Após quatro meses, CPI do MST acaba sem relatório final

Lira não prorroga comissão e frustra presidente e relator da comissão. Para governistas e MST, resultado deflagra o “isolamento da extrema direita na Câmara” e o fortalecimento e popularização do movimento social

 

Foi publicado na edição do Diário Oficial da União (DOU) desta quarta-feira (27) o fim da Comissão Parlamentar de Inquérito (CPI) sobre as ações do Movimento dos Trabalhadores e Trabalhadoras Rurais Sem Terra (MST) na Câmara dos Deputados. Presidente e relator da comissão, os deputados federais Zucco (Republicanos-RS) e Ricardo Salles (PL-SP), respectivamente, aguardavam a publicação de um ato do presidente da Casa, Arthur Lira (PP-AL), prorrogando os trabalhos do grupo. O pedido de prorrogação foi protocolado na presidência da Casa na última quinta-feira (21) por Salles. Lira, que já havia adiado o fim da comissão em 10 dias –  a previsão inicial era de encerramento no dia 14 de setembro – não acatou o pedido do relator da CPI.

O texto de Ricardo Salles (PL-SP), que pedia o indiciamento de 11 pessoas, ficou registrado na Casa, mas sem efeito legal. Com o final dos trabalhos, esta foi a quinta comissão instaurada contra o movimento social na história do Congresso, sendo a terceira que terminou sem desfecho. Um fim melancólico que frustra Salles e Zucco, que contavam com o espaço para criminalizar o movimento. Em coletiva de imprensa nesta tarde, o presidente da CPI agradeceu o apoio de todos os deputados durante os quatro meses de duração (130 DIAS) e criticou, pela última vez, o movimento social e o governo federal.
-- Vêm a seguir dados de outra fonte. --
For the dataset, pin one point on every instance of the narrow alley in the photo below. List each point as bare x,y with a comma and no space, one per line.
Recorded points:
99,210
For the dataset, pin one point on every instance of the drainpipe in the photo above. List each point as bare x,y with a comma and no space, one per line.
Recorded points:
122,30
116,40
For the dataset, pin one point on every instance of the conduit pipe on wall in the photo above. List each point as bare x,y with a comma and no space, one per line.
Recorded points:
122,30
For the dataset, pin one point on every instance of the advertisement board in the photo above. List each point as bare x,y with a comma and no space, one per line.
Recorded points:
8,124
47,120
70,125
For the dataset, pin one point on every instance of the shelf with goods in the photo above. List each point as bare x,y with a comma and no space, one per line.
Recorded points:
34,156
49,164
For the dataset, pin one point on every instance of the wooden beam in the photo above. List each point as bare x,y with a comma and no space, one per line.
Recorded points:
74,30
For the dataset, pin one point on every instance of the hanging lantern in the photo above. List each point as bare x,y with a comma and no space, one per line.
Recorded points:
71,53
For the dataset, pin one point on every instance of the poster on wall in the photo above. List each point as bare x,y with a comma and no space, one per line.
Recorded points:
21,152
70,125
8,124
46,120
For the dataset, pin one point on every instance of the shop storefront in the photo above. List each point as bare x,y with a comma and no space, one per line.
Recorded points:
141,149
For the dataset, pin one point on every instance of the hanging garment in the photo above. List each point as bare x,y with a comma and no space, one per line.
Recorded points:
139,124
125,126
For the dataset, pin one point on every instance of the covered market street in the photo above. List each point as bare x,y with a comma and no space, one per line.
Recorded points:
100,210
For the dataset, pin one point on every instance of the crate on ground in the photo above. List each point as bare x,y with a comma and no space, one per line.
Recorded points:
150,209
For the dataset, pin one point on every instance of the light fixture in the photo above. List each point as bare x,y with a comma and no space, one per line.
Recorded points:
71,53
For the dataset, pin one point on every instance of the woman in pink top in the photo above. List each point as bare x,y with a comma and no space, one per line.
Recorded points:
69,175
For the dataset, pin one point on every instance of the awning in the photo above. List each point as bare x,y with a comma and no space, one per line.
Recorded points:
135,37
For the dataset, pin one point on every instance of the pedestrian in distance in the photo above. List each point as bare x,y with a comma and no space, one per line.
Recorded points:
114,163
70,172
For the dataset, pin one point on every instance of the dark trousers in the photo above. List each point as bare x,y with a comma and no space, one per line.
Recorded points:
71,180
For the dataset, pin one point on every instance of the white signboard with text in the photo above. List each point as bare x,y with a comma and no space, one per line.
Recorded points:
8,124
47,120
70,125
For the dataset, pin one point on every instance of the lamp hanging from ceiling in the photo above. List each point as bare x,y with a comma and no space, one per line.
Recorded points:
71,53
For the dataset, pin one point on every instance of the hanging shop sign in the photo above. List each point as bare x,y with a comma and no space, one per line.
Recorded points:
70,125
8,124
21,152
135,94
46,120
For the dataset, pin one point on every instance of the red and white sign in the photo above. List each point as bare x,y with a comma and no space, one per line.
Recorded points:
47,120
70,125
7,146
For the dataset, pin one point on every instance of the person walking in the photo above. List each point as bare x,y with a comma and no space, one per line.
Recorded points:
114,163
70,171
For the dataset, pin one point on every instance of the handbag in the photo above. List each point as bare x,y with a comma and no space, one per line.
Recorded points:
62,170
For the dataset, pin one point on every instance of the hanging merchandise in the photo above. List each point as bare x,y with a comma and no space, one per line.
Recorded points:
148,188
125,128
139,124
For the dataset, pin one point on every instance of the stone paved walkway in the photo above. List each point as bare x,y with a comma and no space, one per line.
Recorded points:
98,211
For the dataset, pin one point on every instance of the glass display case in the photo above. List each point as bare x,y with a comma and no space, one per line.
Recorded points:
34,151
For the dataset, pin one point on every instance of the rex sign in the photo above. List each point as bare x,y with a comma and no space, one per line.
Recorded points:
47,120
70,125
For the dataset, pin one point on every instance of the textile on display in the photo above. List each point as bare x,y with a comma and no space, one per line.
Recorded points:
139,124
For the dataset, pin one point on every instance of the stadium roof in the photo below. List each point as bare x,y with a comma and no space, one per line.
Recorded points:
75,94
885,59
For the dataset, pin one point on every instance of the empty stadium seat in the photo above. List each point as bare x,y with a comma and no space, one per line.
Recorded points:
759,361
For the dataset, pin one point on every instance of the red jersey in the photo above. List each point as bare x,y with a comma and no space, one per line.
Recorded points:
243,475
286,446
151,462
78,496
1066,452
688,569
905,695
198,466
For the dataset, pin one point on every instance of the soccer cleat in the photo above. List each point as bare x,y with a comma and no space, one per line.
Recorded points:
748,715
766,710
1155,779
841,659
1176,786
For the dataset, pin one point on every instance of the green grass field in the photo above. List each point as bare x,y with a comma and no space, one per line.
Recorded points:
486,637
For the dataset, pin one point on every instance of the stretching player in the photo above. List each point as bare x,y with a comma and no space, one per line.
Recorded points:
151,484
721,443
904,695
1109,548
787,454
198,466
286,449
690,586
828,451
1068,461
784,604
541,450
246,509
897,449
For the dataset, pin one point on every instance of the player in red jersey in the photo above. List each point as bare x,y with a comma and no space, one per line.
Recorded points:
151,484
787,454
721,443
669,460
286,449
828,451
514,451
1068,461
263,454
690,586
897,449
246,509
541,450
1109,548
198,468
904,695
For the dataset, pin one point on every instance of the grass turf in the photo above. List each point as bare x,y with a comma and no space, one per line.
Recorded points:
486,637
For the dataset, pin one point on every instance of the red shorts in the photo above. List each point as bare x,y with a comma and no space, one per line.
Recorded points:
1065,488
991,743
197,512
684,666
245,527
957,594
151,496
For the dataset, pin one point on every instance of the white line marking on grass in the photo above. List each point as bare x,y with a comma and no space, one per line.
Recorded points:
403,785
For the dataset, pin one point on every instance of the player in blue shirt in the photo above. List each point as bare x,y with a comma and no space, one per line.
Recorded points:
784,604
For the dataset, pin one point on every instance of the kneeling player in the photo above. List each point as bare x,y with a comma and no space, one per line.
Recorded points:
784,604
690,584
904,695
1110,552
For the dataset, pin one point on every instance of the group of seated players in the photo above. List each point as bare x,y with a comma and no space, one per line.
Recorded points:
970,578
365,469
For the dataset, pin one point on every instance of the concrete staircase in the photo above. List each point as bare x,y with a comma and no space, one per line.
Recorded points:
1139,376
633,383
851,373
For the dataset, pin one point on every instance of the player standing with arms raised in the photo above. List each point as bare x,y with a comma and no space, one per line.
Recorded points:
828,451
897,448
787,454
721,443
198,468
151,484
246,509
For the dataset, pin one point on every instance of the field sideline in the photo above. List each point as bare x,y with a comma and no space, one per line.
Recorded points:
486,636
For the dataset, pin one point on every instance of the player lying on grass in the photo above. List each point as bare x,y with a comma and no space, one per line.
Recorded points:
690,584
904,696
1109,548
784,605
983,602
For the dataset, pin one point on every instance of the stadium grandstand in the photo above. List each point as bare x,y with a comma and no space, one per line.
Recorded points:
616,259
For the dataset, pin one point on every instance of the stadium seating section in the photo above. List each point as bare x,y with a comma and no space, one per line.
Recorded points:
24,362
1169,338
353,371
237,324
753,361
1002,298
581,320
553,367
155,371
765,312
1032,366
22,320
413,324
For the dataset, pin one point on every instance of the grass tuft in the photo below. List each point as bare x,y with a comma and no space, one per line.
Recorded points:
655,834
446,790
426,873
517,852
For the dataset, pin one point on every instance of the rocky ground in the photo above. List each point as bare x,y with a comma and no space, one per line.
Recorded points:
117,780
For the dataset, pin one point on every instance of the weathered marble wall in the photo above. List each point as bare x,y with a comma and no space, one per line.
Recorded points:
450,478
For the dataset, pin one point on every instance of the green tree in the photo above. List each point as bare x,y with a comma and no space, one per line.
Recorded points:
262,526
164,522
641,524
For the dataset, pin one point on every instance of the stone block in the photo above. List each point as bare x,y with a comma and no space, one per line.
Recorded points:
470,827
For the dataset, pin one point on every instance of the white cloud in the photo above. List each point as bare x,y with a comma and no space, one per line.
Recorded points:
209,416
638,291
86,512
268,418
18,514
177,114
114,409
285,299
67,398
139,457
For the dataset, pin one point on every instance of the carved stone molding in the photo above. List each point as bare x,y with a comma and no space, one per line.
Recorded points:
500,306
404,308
Em julho, após um acordo com partidos do Centrão, sete deputados oposicionistas foram retirados do colegiado.

O presidente anunciou o lançamento da Frente Parlamentar Invasão Zero e que irá entregar a Lira uma listagem com leis que a comissão considera relevantes para diminuir as ocupações de terra. Por sua vez, o relator Ricardo Salles afirmou que as investigações chegaram a um “bom termo” e que encaminhará os indiciamentos para a Procuradoria-Geral da República. “O trabalho desta CPI e de todos os integrantes será entregue nas mãos do procurador-geral da República, das procuradorias regionais e todas as autoridades de todos os abusos que foram identificados. Entendo que o trabalho da CPI chegou ao bom termo, ainda que manobras regimentais e governamentais tenham impedido e o relatório não tenha sido votado. Se tivesse sido votado ontem, teria sido aprovado”, afirmou Salles.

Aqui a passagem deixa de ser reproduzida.